Correlation Between Baker Steel and Microchip Technology
Can any of the company-specific risk be diversified away by investing in both Baker Steel and Microchip Technology at the same time? Although using a correlation coefficient on its own may not help to predict future stock returns, this module helps to understand the diversifiable risk of combining Baker Steel and Microchip Technology into the same portfolio, which is an essential part of the fundamental portfolio management process.
By analyzing existing cross correlation between Baker Steel Resources and Microchip Technology, you can compare the effects of market volatilities on Baker Steel and Microchip Technology and check how they will diversify away market risk if combined in the same portfolio for a given time horizon. You can also utilize pair trading strategies of matching a long position in Baker Steel with a short position of Microchip Technology.
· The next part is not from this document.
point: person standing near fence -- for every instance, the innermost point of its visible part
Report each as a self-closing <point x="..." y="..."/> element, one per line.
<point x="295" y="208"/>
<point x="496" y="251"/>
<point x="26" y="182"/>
Check out your portfolio center. Please also check ongoing floating volatility patterns of Baker Steel and Microchip Technology.
Diversification Opportunities for Baker Steel and Microchip Technology
0.17 | Correlation Coefficient |
Average diversification
The 3 months correlation between Baker and Microchip is 0.17. Overlapping area represents the amount of risk that can be diversified away by holding Baker Steel Resources and Microchip Technology in the same portfolio, assuming nothing else is changed. The correlation between historical prices or returns on Microchip Technology and Baker Steel is a relative statistical measure of the degree to which these equity instruments tend to move together. The correlation coefficient measures the extent to which returns on Baker Steel Resources are associated (or correlated) with Microchip Technology. Values of the correlation coefficient range from -1 to +1, where. The correlation of zero (0) is possible when the price movement of Microchip Technology has no effect on the direction of Baker Steel i.e., Baker Steel and Microchip Technology go up and down completely randomly.
Pair Corralation between Baker Steel and Microchip Technology
Assuming the 90 days trading horizon Baker Steel Resources is expected to under-perform the Microchip Technology. But the stock apears to be less risky and, when comparing its historical volatility, Baker Steel Resources is 1.98 times less risky than Microchip Technology. The stock trades about -0.29 of its potential returns per unit of risk. The Microchip Technology is currently generating about 0.09 of returns per unit of risk over similar time horizon. If you would invest 5,655 in Microchip Technology on November 28, 2024 and sell it today you would earn a total of 310.00 from holding Microchip Technology or generate 5.48% return on investment over 90 days.
Time Period | 3 Months [change] |
Direction | Moves Together |
Strength | Insignificant |
Accuracy | 100.0% |
Values | Daily Returns |
Baker Steel Resources vs. Microchip Technology
Performance |
Timeline |
Baker Steel Resources |
Microchip Technology |
Baker Steel and Microchip Technology Volatility Contrast
Predicted Return Density |
Returns |
Pair Trading with Baker Steel and Microchip Technology
The main advantage of trading using opposite Baker Steel and Microchip Technology positions is that it hedges away some unsystematic risk. Because of two separate transactions, even if Baker Steel position performs unexpectedly, Microchip Technology can make up some of the losses. Pair trading also minimizes risk from directional movements in the market. For example, if an entire industry or sector drops because of unexpected headlines, the short position in Microchip Technology will offset losses from the drop in Microchip Technology's long position.Baker Steel vs. United States Steel | Baker Steel vs. Ondine Biomedical | Baker Steel vs. Naturhouse Health SA | Baker Steel vs. Creo Medical Group |
Microchip Technology vs. Gamma Communications PLC | Microchip Technology vs. Zoom Video Communications | Microchip Technology vs. Applied Materials | Microchip Technology vs. Geely Automobile Holdings |
Check out your portfolio center.Note that this page's information should be used as a complementary analysis to find the right mix of equity instruments to add to your existing portfolios or create a brand new portfolio. You can also try the Volatility Analysis module to get historical volatility and risk analysis based on latest market data.